The discussion in Extensions next steps #915 was wide-ranging. It covered what restrictions should go on profile extensions, whether and how they should be registered, whether and how they should be versioned, and how extension-added data should be distinguished from data that might be defined by future versions of the base specification. We explored many different possibilities and considered models developed by, and lessons learned from, other standards efforts. I was particularly influenced by a W3C TAG–recommended model of compatibility (defined in detail here), which undergirds the approach to extension versioning used in this PR (namely, extensions are unversioned and must change in fully-compatible ways over time).
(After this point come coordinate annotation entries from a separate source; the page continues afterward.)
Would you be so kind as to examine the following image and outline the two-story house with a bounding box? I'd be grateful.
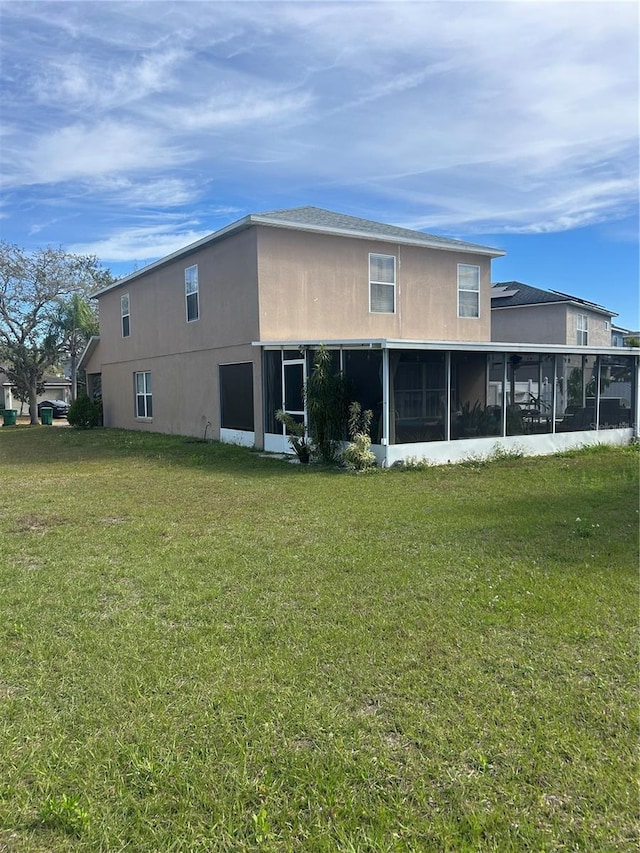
[82,207,637,464]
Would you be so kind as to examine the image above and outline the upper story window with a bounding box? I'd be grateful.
[576,314,589,347]
[120,293,131,338]
[184,264,200,323]
[458,264,480,317]
[369,254,396,314]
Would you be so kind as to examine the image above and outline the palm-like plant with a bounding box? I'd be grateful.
[55,293,98,400]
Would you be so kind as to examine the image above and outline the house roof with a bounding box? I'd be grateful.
[93,206,505,296]
[0,368,71,388]
[491,281,618,317]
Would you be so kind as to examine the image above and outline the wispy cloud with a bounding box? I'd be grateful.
[0,2,638,257]
[69,220,210,263]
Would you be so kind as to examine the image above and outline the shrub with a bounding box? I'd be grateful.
[276,409,311,463]
[67,394,102,429]
[342,402,376,471]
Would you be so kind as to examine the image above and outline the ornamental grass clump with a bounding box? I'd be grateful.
[342,401,376,471]
[67,394,102,429]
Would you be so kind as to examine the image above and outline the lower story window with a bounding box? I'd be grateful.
[219,362,255,432]
[133,372,153,418]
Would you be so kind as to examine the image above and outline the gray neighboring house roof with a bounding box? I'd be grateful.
[491,281,618,317]
[93,207,506,297]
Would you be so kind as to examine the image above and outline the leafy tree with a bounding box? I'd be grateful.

Finally, Profile extensions #957 attempted to put the conclusions of Extensions next steps #915 into specification-ready text. This text was reviewed at an editors meeting and tweaked—most notably, to require that extension-defined data live under the
metaobject. This PR is based on Profile extensions #957.New Changes
For easier review, this PR rebases the latest version of #957, and some changes from #957 have been split off into a separate PR. In particular, this PR defines profile extensions, while #1196 outlines the (optional but encouraged) registration process. Beyond splitting up #957, this latest revision contains some small changes:
I removed the requirement that an array of
profilelinks be added in thelinksobject to indicate the extensions in use. The extensions in use are still conveyed in thealiasesobject in the document body, and in the Content-Type header.In the error object, I introduced
typeas a top-level key, rather than as a link. (For more on the error object changes, see the commit messages; they provide some context on why these changes are needed and why they’re acceptable from a compatibility POV.)I've decided to keep the
aliaseskey at the top-level, rather than nest it underjsonapi, because it includes data that applies to the current document, not necessarily to the server as a whole (which is more what thejsonapikey is for iiuc).Next Steps
Again, I think this is either ready to merge or very close, especially since we'd only be merging it into a draft spec. Still, I'm open to any feedback, although I'd rather not get bogged down bikeshedding names. I know it's a lot to review, so I've tried to break it up into coherent commits with detailed commit messages.